Both VA Puget Sound and the UW Medicine were early adopters of 3D printing technology and are seen as leaders in their fields. Developments from this research agreement are expected to not only benefit VA’s 9 million enrolled patients and UW Medicine’s broad geographic patient base but also to reach patients outside of these hospital networks. According to VA Puget Sound, innovations from the collaboration are expected to inform future research, development, and scalability of 3D printing applications to advance treatment approaches to address the complexities of heart disease globally.

Beth Ripley

“VA Puget Sound Health Care System provides comprehensive care to more than 110,000 Veterans enrolled at one of its nine facilities in the Pacific Northwest (two divisions in Seattle and Tacoma; seven Community Based Outpatient Clinics in Bellevue, Bremerton, Chehalis, Federal Way, Mount Vernon, Port Angeles, and North Seattle). As the VA’s fifth-largest research program, VA Puget Sound has research in virtually every major clinical department, including: TBI & multiple blast exposures; memory improvement and Alzheimer’s Disease; PTSD and deployment health; Parkinson’s Disease, diabetes; cancer; substance abuse; lower limb prosthetics; genomics; and Health Services. Additionally, we have seven nationally recognized Centers of Excellence, in areas from limb-loss prevention and prosthetic engineering to primary care education and substance abuse treatment,” Ripley stated.
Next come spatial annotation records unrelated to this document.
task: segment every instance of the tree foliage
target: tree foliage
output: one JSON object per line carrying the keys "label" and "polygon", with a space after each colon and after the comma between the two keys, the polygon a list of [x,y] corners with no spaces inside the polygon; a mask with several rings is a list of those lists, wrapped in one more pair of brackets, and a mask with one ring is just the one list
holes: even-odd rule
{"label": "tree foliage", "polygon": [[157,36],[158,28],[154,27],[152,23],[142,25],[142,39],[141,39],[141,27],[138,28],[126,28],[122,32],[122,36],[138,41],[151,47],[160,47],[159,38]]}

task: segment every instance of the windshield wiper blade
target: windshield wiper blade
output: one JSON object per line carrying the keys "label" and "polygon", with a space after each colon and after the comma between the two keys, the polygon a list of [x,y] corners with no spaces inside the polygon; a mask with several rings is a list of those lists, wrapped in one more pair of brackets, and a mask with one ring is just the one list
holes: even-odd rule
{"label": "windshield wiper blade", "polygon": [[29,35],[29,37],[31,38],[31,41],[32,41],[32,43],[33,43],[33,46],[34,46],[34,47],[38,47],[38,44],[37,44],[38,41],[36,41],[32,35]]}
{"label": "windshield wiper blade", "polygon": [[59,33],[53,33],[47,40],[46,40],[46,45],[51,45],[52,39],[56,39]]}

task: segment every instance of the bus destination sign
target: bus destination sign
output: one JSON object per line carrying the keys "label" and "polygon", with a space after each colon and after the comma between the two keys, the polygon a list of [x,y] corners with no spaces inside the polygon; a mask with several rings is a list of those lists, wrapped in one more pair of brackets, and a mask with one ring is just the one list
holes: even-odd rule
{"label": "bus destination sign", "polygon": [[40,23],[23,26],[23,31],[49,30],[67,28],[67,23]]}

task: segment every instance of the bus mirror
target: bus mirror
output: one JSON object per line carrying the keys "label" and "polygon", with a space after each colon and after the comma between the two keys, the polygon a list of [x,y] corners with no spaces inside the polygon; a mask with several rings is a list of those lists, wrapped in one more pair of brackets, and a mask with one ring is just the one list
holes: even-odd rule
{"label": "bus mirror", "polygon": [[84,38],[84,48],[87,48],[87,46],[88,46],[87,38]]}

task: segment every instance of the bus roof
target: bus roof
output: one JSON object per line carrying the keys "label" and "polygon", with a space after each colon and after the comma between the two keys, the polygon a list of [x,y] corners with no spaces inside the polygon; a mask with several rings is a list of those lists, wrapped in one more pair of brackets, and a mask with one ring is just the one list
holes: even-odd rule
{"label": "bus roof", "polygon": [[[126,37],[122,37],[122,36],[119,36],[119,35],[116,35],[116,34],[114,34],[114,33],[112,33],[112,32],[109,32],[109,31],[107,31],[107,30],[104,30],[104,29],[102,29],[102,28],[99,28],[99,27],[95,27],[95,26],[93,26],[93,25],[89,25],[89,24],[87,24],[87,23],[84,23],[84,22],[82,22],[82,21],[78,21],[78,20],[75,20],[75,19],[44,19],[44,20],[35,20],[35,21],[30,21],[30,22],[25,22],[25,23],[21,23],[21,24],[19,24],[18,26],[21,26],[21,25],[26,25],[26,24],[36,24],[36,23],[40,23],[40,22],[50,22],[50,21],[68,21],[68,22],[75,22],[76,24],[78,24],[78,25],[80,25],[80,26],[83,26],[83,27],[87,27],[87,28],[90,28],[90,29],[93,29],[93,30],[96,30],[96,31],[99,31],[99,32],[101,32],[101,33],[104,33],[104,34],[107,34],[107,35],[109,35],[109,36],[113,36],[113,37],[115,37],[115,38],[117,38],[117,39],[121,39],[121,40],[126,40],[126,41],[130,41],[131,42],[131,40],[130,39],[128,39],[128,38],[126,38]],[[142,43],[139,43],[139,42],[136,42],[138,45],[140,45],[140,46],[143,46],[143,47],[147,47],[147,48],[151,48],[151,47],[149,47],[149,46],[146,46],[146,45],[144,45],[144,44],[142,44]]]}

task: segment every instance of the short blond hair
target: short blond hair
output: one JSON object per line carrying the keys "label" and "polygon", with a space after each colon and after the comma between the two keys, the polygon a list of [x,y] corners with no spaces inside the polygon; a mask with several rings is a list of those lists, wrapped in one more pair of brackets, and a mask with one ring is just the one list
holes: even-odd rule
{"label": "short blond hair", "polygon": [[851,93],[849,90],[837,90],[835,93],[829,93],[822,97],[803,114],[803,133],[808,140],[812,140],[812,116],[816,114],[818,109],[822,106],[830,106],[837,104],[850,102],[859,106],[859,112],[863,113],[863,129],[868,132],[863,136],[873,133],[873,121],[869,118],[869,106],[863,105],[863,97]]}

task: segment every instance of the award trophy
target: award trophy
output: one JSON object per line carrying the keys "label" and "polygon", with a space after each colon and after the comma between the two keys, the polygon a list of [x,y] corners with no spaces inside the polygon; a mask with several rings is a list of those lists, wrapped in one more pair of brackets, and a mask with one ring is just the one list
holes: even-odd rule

3D aortic valve with TAVR bioprosthetic

Ripley also reflected about the next frontier for the VA Puget Sound. She believes they will soon be moving into bioprinting, creating living, vascularized bone.

“Currently, when a bone has to be removed due to cancer or chronic infection, it must be replaced with bone taken from another source, often the patient’s own bone. This means a second surgical site and the loss of bone from that site. The goal of printing living, vascularized bone is to provide a means of replacing diseased bone without the morbidity of harvesting it from the patient. Patients with cancers affecting the bone or chronic infections (such as can occur with diabetes) will benefit the most. Success will also lay important groundwork for creation of other living tissues, such as organs.”

Like her colleagues in the VA, Ripley believes that heart disease, diabetes, and cancer are all chronic disease processes that 3D printing is addressing, and in the future, they would like to continue to extend the reach of the technology to address other health concerns. There are 18.2 million veterans in the US that could benefit from the advances in 3D printing, plus all the patients that would indirectly be aided thanks to the advances in research being undertaken. It feels like this is a win-win situation for the patient population of the United States, present and future.